In this, the controversial Queensland businessman seems to be imitating another billionaire, Donald Trump. Trump played the outsider but he did it by hijacking one of America’s major parties, not by attempting to set up one of his own.
A Newspoll of the marginal Queensland seat of Herbert based on Townsville found that Palmer’s United Australia Party was cannibalising the other protest parties of the right. Not only was the Liberal vote down but so was Pauline Hanson’s support and that of the other colourful character, Bob Katter.
Herbert was polled because Palmer says he will run as his United Australia Party candidate in the seat. That in itself requires the hide of a rhinoceros. Three years ago, Palmer’s nickel refinery closed down throwing 800 locals out of work without their entitlements. He is now talking about re-opening the enterprise, but unless that happens before the expected May election, no saturation of the radio and TV airwaves will easily restore his reputation there.
But it is clear Palmer’s ambitions go beyond Queensland. Analysis for The Australian by the media and marketing consultancy Ebquity has found Palmer has spent $3.49 million on advertising on radio and TV in the major capitals alone and that’s just in the first three weeks of January. The amount skyrockets to $7 million since September. Then there are the billboards around the nation and a phone texting campaign reaching millions of voters whether they like it or not.
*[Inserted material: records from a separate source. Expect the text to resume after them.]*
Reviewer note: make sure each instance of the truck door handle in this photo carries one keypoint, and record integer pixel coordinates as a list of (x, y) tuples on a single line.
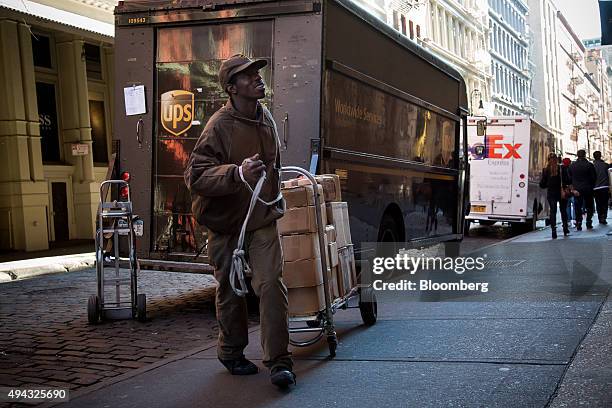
[(286, 129), (139, 126)]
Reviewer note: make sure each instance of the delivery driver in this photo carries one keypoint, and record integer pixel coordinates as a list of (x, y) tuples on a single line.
[(238, 143)]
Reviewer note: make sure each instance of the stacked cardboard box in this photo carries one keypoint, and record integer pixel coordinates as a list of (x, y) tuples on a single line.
[(302, 271)]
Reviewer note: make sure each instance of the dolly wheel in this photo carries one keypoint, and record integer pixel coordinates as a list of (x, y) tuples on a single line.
[(93, 309), (141, 307), (332, 342), (314, 323), (368, 306)]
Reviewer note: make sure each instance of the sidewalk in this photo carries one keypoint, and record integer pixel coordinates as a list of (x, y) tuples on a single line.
[(66, 257), (540, 336)]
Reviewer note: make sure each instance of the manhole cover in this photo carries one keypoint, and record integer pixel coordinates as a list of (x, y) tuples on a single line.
[(503, 263)]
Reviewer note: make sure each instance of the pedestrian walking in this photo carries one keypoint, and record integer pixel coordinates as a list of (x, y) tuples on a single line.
[(570, 200), (237, 145), (601, 190), (555, 179), (582, 173)]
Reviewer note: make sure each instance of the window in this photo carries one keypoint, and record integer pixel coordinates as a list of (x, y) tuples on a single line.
[(93, 61), (47, 115), (41, 49), (97, 119)]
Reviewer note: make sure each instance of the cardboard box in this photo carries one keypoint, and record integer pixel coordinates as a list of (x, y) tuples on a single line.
[(303, 273), (333, 281), (301, 196), (332, 249), (330, 232), (306, 301), (331, 187), (346, 270), (335, 215), (346, 224), (295, 182), (300, 220), (301, 246)]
Labor’s Bill Shorten describes Palmer as “Australia’s number one digital serial pest”. He says he will take him seriously when he pays workers the $70 million he owes them and when he pays back taxpayers, who, through the government, stepped in to fulfil the obligations to his sacked workers he would not.
Veteran media analyst Peter Cox says there’s no doubt the blitz gives Palmer “reach and frequency” but it also “produces resentment”. This is a worry for the major parties. A senior Liberal strategist says Palmer is debasing the currency so much so, it will turn off people taking any notice of anyone’s ads when the big players crank up their spend closer to the poll.
Enough voters were prepared to lodge their protest vote with Palmer back in 2013 giving him senators in three states and himself a seat in parliament. He spent up big then but it was a drop in the bucket compared to now. The Coalition with its instability and leadership churn, emulating Labor in government, have kept the urge for protest alive even though the record suggests Palmer offers nothing better than snake oil.